What's moving markets today: Uber IPO and tariffs
Uber opened at $42 a share on Friday, below its IPO price of $45, and ended the day even lower at $41.57. That makes it one of the rare venture capital-backed technology companies to finish its first day of trading in the red.
Its public debut came at the end of a turbulent week filled with headlines about striking workers, steep losses in the ride-hailing industry and broader market jitters over an escalating trade war between the United States and China.
US stocks ended Friday’s session higher, but every major index still recorded losses for the week. It was the Dow’s worst week since March.
Trading this week was marked by worries about a trade war with China after tensions escalated on Sunday.
Both the S&P and the Nasdaq snapped a four-day losing streak, but still had their worst week since December.
The Dow bounced back from its earlier losses on Friday after Treasury Secretary Steven Mnuchin and President Donald Trump characterized talks with Chinese negotiators as "constructive."
Mnuchin's comments to CNBC led to stocks to move off their lows. Trump followed them up with a tweet, saying the talks would continue and calling his relationship with China's President Xi Jinping "strong."
The Dow, which had fallen more than 300 points at one point, turned positive in the final hour of trading. It was last up some 85 points, or 0.4%. The S&P 500 and Nasdaq also rebounded. The S&P was last up 0.2%, while the Nasdaq remained 0.1% in the red. The S&P and Nasdaq have closed lower for the past four days in a row.
Uber's (UBER) hugely disappointing Wall Street debut is historic. Never has a company this well-known, one that has generated such an insane amount of hype and media coverage, done as poorly on its first day of trading.
The only company that came close to being this big of a flop when it went public was Facebook (FB) back in May 2012. Shares rose less than 1% on their first day.
Here's a look at how several other high-profile tech firms have fared on their IPO day.

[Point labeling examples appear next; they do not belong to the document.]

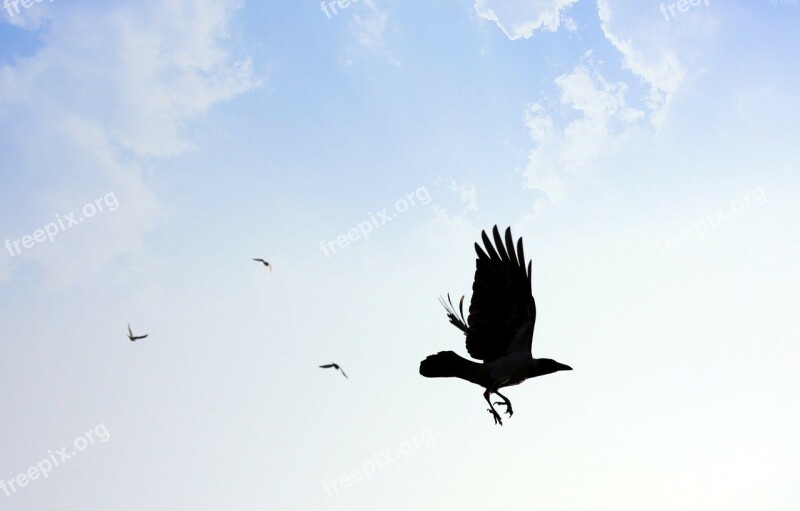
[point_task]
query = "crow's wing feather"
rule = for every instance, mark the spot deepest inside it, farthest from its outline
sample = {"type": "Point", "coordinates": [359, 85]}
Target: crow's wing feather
{"type": "Point", "coordinates": [502, 312]}
{"type": "Point", "coordinates": [458, 322]}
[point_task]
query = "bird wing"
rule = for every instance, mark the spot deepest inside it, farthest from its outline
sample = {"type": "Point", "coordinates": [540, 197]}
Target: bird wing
{"type": "Point", "coordinates": [454, 318]}
{"type": "Point", "coordinates": [502, 312]}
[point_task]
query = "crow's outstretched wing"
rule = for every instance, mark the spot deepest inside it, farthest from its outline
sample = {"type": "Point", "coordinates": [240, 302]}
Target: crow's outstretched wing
{"type": "Point", "coordinates": [502, 312]}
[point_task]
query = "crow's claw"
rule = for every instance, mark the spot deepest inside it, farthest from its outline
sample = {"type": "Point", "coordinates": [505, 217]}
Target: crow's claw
{"type": "Point", "coordinates": [509, 410]}
{"type": "Point", "coordinates": [497, 418]}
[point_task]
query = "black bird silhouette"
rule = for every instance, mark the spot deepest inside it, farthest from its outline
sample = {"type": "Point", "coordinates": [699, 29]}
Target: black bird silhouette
{"type": "Point", "coordinates": [335, 366]}
{"type": "Point", "coordinates": [133, 337]}
{"type": "Point", "coordinates": [499, 330]}
{"type": "Point", "coordinates": [265, 263]}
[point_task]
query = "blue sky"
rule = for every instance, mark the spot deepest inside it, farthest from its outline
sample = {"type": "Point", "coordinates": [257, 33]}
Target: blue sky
{"type": "Point", "coordinates": [649, 162]}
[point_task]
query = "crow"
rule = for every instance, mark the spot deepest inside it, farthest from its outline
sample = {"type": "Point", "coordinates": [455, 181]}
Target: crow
{"type": "Point", "coordinates": [499, 329]}
{"type": "Point", "coordinates": [265, 263]}
{"type": "Point", "coordinates": [335, 366]}
{"type": "Point", "coordinates": [132, 337]}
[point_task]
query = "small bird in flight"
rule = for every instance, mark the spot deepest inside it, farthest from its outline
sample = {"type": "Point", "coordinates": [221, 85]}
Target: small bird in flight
{"type": "Point", "coordinates": [335, 366]}
{"type": "Point", "coordinates": [499, 329]}
{"type": "Point", "coordinates": [132, 337]}
{"type": "Point", "coordinates": [265, 263]}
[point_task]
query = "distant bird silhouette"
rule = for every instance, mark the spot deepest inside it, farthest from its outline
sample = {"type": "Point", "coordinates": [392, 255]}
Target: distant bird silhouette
{"type": "Point", "coordinates": [335, 366]}
{"type": "Point", "coordinates": [499, 330]}
{"type": "Point", "coordinates": [133, 337]}
{"type": "Point", "coordinates": [265, 263]}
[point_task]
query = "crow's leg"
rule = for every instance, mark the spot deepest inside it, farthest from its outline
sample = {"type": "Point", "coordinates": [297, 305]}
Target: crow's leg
{"type": "Point", "coordinates": [505, 403]}
{"type": "Point", "coordinates": [497, 419]}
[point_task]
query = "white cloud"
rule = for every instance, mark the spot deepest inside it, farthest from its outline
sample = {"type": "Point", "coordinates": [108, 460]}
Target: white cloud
{"type": "Point", "coordinates": [522, 18]}
{"type": "Point", "coordinates": [561, 153]}
{"type": "Point", "coordinates": [369, 31]}
{"type": "Point", "coordinates": [647, 58]}
{"type": "Point", "coordinates": [110, 91]}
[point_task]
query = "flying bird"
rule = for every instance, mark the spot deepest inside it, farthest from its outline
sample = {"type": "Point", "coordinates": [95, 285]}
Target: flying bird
{"type": "Point", "coordinates": [335, 366]}
{"type": "Point", "coordinates": [265, 263]}
{"type": "Point", "coordinates": [499, 329]}
{"type": "Point", "coordinates": [132, 337]}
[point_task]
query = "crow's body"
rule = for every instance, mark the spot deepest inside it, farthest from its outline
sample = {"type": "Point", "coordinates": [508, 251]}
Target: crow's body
{"type": "Point", "coordinates": [334, 366]}
{"type": "Point", "coordinates": [499, 330]}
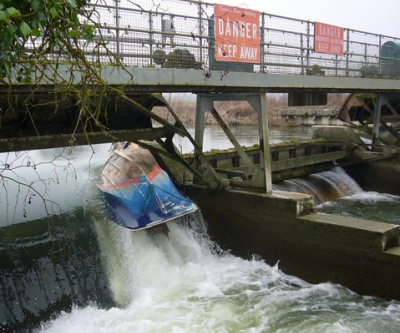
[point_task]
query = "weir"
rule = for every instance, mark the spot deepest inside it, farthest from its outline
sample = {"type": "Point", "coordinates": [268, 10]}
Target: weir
{"type": "Point", "coordinates": [237, 191]}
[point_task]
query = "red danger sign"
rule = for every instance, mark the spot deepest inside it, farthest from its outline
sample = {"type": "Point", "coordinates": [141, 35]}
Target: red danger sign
{"type": "Point", "coordinates": [328, 39]}
{"type": "Point", "coordinates": [237, 34]}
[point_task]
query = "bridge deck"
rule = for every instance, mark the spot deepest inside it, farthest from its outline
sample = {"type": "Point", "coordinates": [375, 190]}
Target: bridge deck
{"type": "Point", "coordinates": [170, 46]}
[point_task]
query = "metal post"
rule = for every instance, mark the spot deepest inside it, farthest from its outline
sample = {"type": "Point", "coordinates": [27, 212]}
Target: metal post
{"type": "Point", "coordinates": [200, 24]}
{"type": "Point", "coordinates": [117, 28]}
{"type": "Point", "coordinates": [259, 103]}
{"type": "Point", "coordinates": [380, 101]}
{"type": "Point", "coordinates": [347, 52]}
{"type": "Point", "coordinates": [202, 105]}
{"type": "Point", "coordinates": [151, 37]}
{"type": "Point", "coordinates": [262, 39]}
{"type": "Point", "coordinates": [308, 44]}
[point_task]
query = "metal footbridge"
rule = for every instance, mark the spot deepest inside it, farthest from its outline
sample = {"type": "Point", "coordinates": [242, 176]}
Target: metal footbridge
{"type": "Point", "coordinates": [142, 48]}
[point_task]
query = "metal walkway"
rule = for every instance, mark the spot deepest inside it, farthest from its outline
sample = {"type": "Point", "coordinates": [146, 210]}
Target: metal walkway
{"type": "Point", "coordinates": [170, 46]}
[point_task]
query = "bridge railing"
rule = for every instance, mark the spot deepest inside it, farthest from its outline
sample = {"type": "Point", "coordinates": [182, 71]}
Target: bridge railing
{"type": "Point", "coordinates": [179, 33]}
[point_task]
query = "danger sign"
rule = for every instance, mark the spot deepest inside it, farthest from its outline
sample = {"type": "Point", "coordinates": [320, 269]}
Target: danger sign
{"type": "Point", "coordinates": [237, 34]}
{"type": "Point", "coordinates": [328, 39]}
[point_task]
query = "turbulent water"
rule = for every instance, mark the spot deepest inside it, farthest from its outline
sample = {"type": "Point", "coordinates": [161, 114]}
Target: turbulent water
{"type": "Point", "coordinates": [79, 272]}
{"type": "Point", "coordinates": [180, 283]}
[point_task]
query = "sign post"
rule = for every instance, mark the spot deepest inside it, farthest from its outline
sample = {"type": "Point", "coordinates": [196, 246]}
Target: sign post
{"type": "Point", "coordinates": [237, 34]}
{"type": "Point", "coordinates": [328, 39]}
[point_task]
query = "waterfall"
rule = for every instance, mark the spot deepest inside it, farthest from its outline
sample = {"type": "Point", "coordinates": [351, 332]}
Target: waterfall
{"type": "Point", "coordinates": [324, 186]}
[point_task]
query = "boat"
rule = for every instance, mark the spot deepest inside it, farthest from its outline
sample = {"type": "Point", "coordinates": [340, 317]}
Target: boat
{"type": "Point", "coordinates": [139, 192]}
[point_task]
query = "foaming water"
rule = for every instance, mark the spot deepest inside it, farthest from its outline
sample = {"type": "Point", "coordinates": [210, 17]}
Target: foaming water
{"type": "Point", "coordinates": [367, 205]}
{"type": "Point", "coordinates": [324, 186]}
{"type": "Point", "coordinates": [183, 283]}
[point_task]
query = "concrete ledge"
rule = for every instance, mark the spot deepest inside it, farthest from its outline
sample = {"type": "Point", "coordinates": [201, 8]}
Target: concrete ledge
{"type": "Point", "coordinates": [351, 233]}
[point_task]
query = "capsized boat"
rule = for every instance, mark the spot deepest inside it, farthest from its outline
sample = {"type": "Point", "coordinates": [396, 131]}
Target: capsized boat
{"type": "Point", "coordinates": [139, 191]}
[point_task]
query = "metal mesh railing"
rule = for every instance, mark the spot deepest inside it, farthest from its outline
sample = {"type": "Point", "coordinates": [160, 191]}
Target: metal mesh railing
{"type": "Point", "coordinates": [179, 33]}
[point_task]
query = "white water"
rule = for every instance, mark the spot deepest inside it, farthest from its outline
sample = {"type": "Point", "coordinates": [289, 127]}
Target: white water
{"type": "Point", "coordinates": [184, 284]}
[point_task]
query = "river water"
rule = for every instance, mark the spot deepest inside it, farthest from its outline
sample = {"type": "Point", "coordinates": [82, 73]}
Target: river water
{"type": "Point", "coordinates": [113, 280]}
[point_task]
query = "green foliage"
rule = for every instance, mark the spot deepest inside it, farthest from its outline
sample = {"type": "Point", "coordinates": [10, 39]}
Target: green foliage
{"type": "Point", "coordinates": [29, 28]}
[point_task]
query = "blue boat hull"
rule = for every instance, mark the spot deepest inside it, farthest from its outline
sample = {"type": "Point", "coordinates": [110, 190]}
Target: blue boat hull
{"type": "Point", "coordinates": [141, 194]}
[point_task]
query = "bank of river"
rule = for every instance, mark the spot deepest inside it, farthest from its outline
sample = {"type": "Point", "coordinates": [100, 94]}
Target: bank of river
{"type": "Point", "coordinates": [79, 272]}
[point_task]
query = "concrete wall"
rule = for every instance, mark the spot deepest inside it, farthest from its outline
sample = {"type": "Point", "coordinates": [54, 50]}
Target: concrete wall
{"type": "Point", "coordinates": [282, 227]}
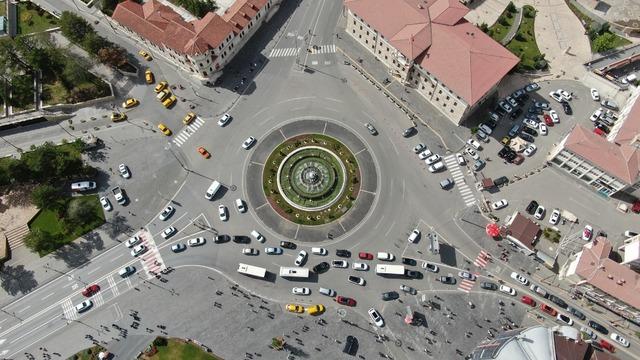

Facebook needs to be reined in.
That's the message from Democratic presidential candidate Tulsi Gabbard, who was disturbed by Thursday's op-ed from Facebook co-founder Chris Hughes that argued the company should be broken up.
It shows "how dangerous it is when you have one person, Mark Zuckerberg, who wields incredible power over what pops up in our newsfeeds," Gabbard, a Congresswoman from Hawaii, said on Friday at the SALT Conference in Las Vegas.
Hughes' New York Times op-ed described Zuckerberg as more powerful than anyone in the government or even the private sector. He noted that only Zuckerberg can tinker with Facebook's algorithms to determine what people see on the social network and how to determine what's considered offensive content.
"We've got to break up these monopolies," Gabbard said, mentioning Facebook and Google specifically.
She called for greater oversight into how big tech companies are "misuing our own private information."
US stocks bounced back from their lows in early afternoon trading after Treasury secretary Steven Mnuchin said the talks with Chinese negotiators had been "constructive".
China's Vice Premier Liu He reportedly said the talks had gone "fairly well".
The Uber (UBER) IPO may have been a dud. But there's another company that went public on Friday and its stock is surging. Shares of Chinese online lending marketplace Jiayin Group (JFIN) were up more than 40% in their debut.
Scott Coyle, CEO and co-founder of ClickIPO, an app that allows individual investors to buy and sell shares of new stocks, said there was solid demand for Jiayin among the more than 100,000 people who have downloaded the ClickIPO app.
The success of Jiayin is all the more impressive given the market volatility as of late due to increased trade tensions between the US and China this week and worries about how the Chinese economy could be hit by a prolonged spat.
Coyle thinks the strong debut for Jiayin bodes well for a larger and more well-known Chinese firm expected to begin trading next week: Luckin Coffee (LK). Luckin, which will list on the Nasdaq, has been dubbed the Starbucks of China. Coyle says there has been a fair amount of interest in Luckin from ClickIPO users.
If this trend keeps up, then perhaps Chinese ridesharing giant Didi will do better than Uber and Lyft (LYFT) if it decides to go public.
Uber (UBER) picked a hell of a week to go public.
At one time, Uber rooted for Lyft to fail. But as the closest proxy to Uber on the public market, Lyft's stock decline only made Uber's IPO pitch that much harder.
Uber and Lyft drivers staged strikes in numerous cities around the world ahead of the IPO.
The drivers are seeking livable incomes and job security at a time when Uber will likely only face greater pressure from investors to find ways to move toward profitability.
The United States has escalated its trade war with China, hiking tariffs on $200 billion worth of Chinese exports hours after trade talks held in Washington failed to produce a breakthrough.
The most highly anticipated IPO of the year had a less than stellar reception on Wall Street.
In a stunning turn of events, Uber (UBER) opened at $42 a share in its Wall Street debut Friday, below its IPO price of $45 a share.
The lackluster debut comes as Uber runs up against broader market jitters over an escalating trade war between the United States and China as well as investor concerns about its chief rival and closest proxy, Lyft.